I stepped inside the cell, and the guard locked me in. Motley remained at the door, his cannonball head beaded with perspiration from the heat outside.
"What are you up to?" I asked.
"I've been in your shoes. I think they're putting a RotoRooter up your hole, and all you've got going for you is your own balls. That's okay, but after a while they get ground down to the size of marbles."
"I have a hard time buying this."
"Who asked you to? We never got along. But I'll tell you a story, Robicheaux. Everybody thinks I let those seven guys die in that elevator to save my own buns. I was responsible, all right, but not because I was afraid. I didn't have the key to the chain. I didn't have the fucking key. I climbed up out of the shaft to find somebody with a master. When we pried the doors open, they looked like smoked oysters in there. Whether you believe me or not, that's some hard shit to live with."

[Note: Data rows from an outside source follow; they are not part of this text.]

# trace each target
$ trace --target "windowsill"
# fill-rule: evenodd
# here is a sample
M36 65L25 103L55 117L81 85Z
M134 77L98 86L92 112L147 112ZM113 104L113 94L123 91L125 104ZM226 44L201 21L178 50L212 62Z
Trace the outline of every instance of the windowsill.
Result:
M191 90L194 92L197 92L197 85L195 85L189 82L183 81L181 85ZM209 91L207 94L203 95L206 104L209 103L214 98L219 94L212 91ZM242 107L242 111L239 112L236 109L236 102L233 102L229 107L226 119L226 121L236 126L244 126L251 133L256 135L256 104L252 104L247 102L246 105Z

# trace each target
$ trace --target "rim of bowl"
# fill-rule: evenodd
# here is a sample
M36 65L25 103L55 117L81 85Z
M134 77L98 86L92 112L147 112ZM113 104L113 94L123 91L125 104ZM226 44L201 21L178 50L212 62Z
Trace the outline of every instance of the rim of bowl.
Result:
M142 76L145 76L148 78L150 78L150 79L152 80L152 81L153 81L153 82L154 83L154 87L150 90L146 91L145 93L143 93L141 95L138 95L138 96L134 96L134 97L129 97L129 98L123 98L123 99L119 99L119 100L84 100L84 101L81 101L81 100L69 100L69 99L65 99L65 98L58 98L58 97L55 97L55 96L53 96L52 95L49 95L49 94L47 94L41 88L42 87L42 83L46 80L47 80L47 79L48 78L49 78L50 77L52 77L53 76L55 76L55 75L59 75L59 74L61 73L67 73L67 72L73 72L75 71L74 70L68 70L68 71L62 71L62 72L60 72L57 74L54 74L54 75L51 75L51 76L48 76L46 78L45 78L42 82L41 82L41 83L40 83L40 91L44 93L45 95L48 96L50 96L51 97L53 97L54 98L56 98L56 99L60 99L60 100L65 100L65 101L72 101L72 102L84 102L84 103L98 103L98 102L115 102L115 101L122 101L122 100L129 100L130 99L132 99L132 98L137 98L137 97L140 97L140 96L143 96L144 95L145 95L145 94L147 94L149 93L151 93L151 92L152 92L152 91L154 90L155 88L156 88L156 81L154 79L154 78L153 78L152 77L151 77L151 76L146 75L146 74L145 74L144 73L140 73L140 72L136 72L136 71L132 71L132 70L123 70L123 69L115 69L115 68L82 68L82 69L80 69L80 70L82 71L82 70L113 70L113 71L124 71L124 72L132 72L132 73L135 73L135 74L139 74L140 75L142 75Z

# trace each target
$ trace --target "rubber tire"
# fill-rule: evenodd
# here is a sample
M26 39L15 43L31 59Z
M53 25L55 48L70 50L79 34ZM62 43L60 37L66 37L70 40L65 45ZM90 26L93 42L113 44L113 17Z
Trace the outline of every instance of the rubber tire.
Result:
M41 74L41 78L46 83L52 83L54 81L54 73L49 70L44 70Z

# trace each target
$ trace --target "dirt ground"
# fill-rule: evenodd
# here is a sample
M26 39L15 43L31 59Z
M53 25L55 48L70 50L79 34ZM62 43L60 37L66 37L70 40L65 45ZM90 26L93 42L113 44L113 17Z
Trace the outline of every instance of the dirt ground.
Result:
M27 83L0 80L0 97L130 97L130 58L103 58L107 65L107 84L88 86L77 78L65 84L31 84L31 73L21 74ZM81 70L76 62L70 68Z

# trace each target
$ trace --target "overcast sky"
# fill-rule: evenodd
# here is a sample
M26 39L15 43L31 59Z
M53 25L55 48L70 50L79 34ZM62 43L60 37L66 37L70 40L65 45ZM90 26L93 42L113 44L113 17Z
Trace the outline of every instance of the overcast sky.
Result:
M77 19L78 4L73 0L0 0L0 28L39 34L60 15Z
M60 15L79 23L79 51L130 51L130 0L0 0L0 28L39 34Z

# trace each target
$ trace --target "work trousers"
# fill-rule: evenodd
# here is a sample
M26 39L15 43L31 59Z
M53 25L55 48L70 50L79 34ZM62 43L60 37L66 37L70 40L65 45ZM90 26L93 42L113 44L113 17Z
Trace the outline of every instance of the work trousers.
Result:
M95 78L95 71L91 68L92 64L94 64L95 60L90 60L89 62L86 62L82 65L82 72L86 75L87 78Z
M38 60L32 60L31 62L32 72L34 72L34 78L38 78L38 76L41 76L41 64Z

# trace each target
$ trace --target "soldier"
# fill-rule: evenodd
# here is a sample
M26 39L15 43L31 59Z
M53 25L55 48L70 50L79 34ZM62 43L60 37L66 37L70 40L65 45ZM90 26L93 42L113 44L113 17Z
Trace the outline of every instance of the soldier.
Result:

"Why don't you tell that to somebody?"
"You know why I didn't have the key? I got a freebie that morning from one of Julio Segura's broads and she rolled me. The key was in my billfold."
"You tried to get them out, Motley."
"Tell that to everybody in the courthouse and the First District. Tell it to Purcel. He's always got clever things to say to a black man."
"What's he been doing?"
"I don't like those guys in Internal Affairs any more than you do. In my opinion, Purcel is operating in their area. I don't drop the dime on other cops, not even racists, so I don't comment on Purcel."
"He's not a racist."
"Wake up, Robicheaux. You got to get hit in the face with it? The guy's got a hard-on all the time. Quit the Little Orphan Annie routine."
"You're determined to make people love you, aren't you?"